Andy, I've already looked at the debug output quite a bit; please help
me understand what I'm missing...

First, looking at the code does seem to confirm my suspicion. This is
certainly is low-pressure mode, and so hybrid_ls_rr_sort::operator()
will return the result of BUCompareLatency. That function first checks
for stalls and returns 1 or -1. Only after that does it look at the
relative latencies.

In addition, the stall computation is done using BUHasStall, and that
function only checks the current cycle. Without looking forward, I don't
understand how it could know how long the pipeline hazard will last.

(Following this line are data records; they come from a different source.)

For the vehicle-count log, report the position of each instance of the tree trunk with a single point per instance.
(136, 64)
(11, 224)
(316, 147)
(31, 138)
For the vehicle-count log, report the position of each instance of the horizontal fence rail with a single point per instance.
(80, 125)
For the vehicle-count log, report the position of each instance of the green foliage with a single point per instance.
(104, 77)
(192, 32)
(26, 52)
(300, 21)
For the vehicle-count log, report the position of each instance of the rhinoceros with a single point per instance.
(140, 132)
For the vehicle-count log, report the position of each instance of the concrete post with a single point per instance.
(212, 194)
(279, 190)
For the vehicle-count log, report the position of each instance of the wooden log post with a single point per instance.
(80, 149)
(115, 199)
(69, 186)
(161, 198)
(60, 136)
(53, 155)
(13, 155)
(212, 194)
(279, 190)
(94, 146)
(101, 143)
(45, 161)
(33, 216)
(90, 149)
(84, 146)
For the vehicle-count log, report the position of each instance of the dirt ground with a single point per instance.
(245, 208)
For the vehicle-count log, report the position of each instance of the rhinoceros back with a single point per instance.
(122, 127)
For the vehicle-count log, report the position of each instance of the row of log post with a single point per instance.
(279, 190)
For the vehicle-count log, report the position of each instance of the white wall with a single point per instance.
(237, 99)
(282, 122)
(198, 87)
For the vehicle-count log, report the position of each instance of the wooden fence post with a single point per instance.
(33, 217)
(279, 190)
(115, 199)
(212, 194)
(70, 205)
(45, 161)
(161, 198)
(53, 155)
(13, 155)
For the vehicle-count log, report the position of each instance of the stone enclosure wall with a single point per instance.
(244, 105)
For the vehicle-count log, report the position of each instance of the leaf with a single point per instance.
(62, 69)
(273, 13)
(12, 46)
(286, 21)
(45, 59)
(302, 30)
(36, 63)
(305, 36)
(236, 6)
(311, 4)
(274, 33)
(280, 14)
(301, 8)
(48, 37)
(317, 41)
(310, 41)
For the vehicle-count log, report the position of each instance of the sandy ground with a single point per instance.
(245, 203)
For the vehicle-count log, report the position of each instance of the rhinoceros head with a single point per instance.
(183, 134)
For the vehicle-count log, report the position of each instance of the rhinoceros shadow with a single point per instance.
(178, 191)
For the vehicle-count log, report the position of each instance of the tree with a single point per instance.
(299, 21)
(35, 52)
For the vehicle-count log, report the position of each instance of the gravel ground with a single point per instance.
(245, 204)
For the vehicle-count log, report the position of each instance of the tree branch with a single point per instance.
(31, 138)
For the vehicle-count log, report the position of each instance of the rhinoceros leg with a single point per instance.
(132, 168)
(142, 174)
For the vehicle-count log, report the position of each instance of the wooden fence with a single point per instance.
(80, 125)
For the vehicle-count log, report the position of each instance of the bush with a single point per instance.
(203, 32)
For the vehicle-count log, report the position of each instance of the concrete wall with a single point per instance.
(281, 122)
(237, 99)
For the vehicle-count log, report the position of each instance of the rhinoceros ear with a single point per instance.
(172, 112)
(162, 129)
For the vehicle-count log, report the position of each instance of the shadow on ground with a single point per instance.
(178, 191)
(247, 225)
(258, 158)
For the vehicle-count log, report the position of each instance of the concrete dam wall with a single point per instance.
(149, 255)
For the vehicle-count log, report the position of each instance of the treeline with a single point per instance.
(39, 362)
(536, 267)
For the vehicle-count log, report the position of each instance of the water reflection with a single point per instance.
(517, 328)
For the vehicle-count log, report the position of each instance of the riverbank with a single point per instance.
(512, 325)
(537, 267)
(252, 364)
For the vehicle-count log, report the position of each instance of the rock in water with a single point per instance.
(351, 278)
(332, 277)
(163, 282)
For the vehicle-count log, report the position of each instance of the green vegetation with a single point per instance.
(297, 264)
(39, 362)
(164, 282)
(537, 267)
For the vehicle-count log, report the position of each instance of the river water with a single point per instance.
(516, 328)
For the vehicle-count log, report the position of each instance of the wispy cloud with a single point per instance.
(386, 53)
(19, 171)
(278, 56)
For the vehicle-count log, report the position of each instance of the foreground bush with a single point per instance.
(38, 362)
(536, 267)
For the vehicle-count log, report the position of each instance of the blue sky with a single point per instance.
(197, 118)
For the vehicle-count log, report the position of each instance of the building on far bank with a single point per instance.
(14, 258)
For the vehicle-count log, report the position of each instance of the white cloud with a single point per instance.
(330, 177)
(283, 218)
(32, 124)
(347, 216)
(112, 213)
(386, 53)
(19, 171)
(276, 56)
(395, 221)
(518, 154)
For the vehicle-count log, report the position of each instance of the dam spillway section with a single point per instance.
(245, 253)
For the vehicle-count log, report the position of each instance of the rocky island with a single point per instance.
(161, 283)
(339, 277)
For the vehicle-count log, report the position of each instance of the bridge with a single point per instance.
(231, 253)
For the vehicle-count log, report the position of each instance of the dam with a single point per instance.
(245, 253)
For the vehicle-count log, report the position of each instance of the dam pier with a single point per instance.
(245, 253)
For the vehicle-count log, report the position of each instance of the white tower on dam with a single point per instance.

It looks like this may have something to do with the height. Can you
explain how that is supposed to work?

For the specific example: We start with the initial store...

GPRC: 4 / 31
F4RC: 1 / 31

Examining Available:
Height 2: SU(102): 0x2c03f70: ch = STFSX 0x2c03c70, 0x2bf3910,
0x2c03870,
0x2c03e70<Mem:ST4[%arrayidx6.14](align=8)(tbaa=!"float")>
[ORD=94] [ID=102]

Height 2: SU(97): 0x2c03470: ch = STFSX 0x2c03170, 0x2bf3910, 0x2c02c60,
0x2c03370<Mem:ST4[%arrayidx6.13](tbaa=!"float")> [ORD=88]
[ID=97]

Height 2: SU(92): 0x2c02860: ch = STFSX 0x2c02560, 0x2bf3910, 0x2c02160,
0x2c02760<Mem:ST4[%arrayidx6.12](align=16)(tbaa=!"float")>
[ORD=82]
[ID=92]

Height 2: SU(90): 0x2c01c50: ch = STFSX 0x2c01950, 0x2bf3910, 0x2c01550,
0x2c01b50<Mem:ST4[%arrayidx6.11](tbaa=!"float")> [ORD=76]
[ID=90]

Height 18: SU(85): 0x2c01150: ch = STFSX 0x2c00d40, 0x2bf3910,
0x2c00940,
0x2c00f40<Mem:ST4[%arrayidx6.10](align=8)(tbaa=!"float")>
[ORD=70] [ID=85]

*** Scheduling [21]: SU(102): 0x2c03f70: ch = STFSX 0x2c03c70,
0x2bf3910, 0x2c03870, 0x2c03e70<Mem:ST4[%
arrayidx6.14](align=8)(tbaa=!"float")> [ORD=94] [ID=102]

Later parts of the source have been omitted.